Ulysse Chevalier (24 February 1841 – 27 October 1923) was a French bibliographer and historian.

Born in Rambouillet, he published many works on the history of Dauphiné, e.g. the cartularies of the church and the town of Die (1868), of the abbey of Saint André le-Bas at Vienne (1869), of the abbey of Notre Dame at Bonnevaux in the diocese of Vienne (1889), of the abbey of Saint Chaifre at Le Monestier (1884), the inventories and several collections of archives of the dauphins of Viennais, and a Bibliothèque liturgique in six volumes (1893–1897), the third and fourth volumes of which constitute the Repertorium hymnologicum, containing more than 20,000 articles.

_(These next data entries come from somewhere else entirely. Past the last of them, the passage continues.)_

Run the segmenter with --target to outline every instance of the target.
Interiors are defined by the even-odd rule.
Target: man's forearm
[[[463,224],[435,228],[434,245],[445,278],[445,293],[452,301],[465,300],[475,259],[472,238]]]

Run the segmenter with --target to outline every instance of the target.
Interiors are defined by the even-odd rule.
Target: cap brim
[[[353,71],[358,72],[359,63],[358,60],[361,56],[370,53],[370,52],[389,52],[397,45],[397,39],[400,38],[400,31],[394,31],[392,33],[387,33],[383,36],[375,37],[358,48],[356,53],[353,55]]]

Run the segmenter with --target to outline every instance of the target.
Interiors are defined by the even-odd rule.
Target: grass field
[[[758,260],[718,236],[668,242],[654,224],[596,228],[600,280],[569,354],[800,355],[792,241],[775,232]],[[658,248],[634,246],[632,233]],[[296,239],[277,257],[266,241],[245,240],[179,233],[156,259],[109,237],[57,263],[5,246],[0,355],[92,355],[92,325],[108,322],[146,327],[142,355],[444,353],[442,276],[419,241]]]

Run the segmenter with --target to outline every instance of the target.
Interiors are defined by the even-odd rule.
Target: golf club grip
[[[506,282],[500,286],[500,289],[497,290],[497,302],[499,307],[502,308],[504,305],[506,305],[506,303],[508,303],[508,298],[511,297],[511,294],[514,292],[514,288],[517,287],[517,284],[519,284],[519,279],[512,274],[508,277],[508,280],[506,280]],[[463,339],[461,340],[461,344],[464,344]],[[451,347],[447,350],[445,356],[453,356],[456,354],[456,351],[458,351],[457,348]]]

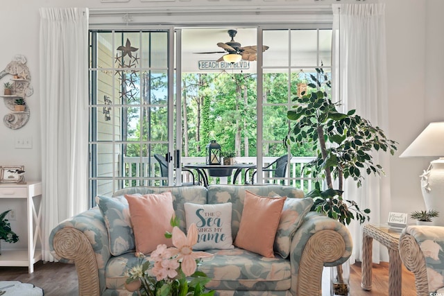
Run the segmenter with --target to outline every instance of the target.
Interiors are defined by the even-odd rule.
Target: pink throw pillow
[[[171,193],[144,195],[126,194],[125,198],[130,207],[136,252],[148,254],[160,244],[171,247],[171,239],[165,237],[166,232],[173,231],[170,225],[174,215]]]
[[[234,245],[273,258],[273,245],[286,197],[273,198],[245,192],[244,210]]]

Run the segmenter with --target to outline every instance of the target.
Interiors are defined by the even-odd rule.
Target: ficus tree
[[[316,76],[310,74],[313,82],[308,87],[311,91],[295,96],[295,105],[287,112],[287,117],[294,123],[284,142],[296,145],[311,142],[316,150],[316,159],[304,168],[318,180],[306,195],[314,200],[311,210],[343,225],[354,219],[363,223],[370,220],[370,209],[361,210],[355,201],[343,198],[343,180],[352,180],[359,187],[366,175],[384,174],[382,167],[374,163],[373,153],[382,150],[393,155],[397,143],[388,139],[379,128],[356,114],[355,110],[339,112],[339,103],[333,103],[324,89],[331,87],[327,76],[322,68],[316,69]],[[326,189],[321,184],[324,180]],[[347,295],[342,266],[336,268],[335,295]]]
[[[286,143],[302,145],[314,143],[316,158],[305,166],[309,174],[318,180],[315,189],[307,196],[314,199],[313,209],[348,225],[356,219],[364,223],[369,219],[370,209],[361,210],[353,200],[343,198],[343,180],[352,180],[358,187],[366,175],[384,174],[382,167],[373,161],[373,153],[382,150],[392,155],[397,143],[388,139],[382,130],[352,110],[347,113],[338,111],[339,103],[333,103],[323,88],[331,87],[322,68],[308,85],[311,92],[295,96],[292,110],[287,112],[294,121],[286,137]],[[336,182],[334,182],[336,180]],[[335,184],[336,187],[335,187]]]

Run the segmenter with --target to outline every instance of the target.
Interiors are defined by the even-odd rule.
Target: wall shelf
[[[10,80],[12,83],[12,94],[1,95],[0,97],[3,98],[5,105],[8,113],[3,118],[3,121],[6,127],[11,130],[17,130],[23,127],[29,121],[31,111],[28,104],[26,104],[26,98],[31,96],[34,92],[33,87],[31,86],[31,75],[29,69],[26,64],[26,59],[24,56],[17,55],[14,57],[14,60],[9,63],[6,70],[0,73],[0,78],[9,74],[12,77]],[[25,102],[24,111],[15,111],[15,100],[22,98]]]

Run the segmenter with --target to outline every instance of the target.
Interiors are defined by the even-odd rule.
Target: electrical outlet
[[[11,209],[9,212],[8,212],[8,220],[10,220],[11,221],[17,220],[15,209]]]

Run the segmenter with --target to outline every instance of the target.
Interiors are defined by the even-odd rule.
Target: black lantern
[[[215,140],[207,145],[207,164],[221,164],[221,146]]]

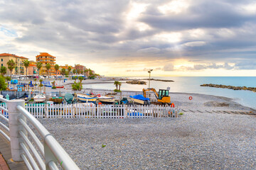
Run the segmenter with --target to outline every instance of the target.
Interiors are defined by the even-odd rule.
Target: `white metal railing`
[[[58,169],[58,164],[63,169],[80,169],[53,136],[26,110],[23,100],[0,98],[0,101],[6,102],[8,106],[8,109],[0,106],[0,110],[7,112],[9,117],[8,119],[0,114],[0,118],[9,123],[10,128],[0,122],[0,128],[4,128],[0,132],[3,132],[4,136],[11,142],[11,157],[14,162],[23,161],[28,169]],[[43,144],[28,127],[27,120],[38,132]],[[10,135],[4,131],[9,132]]]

Chevalier's principal work is the Répertoire des sources historiques du moyen âge. The first part, Bio-bibliographie (1875–1886), contains the names of all the historical personages alive between the years 1 and 1500 who are mentioned in printed books, together with precise references. The second part, Topo-bibliographie (1894–1903), contains not only the names of places mentioned in books on the history of the Middle Ages, but, in a general way, everything not included in the Bio-bibliographie.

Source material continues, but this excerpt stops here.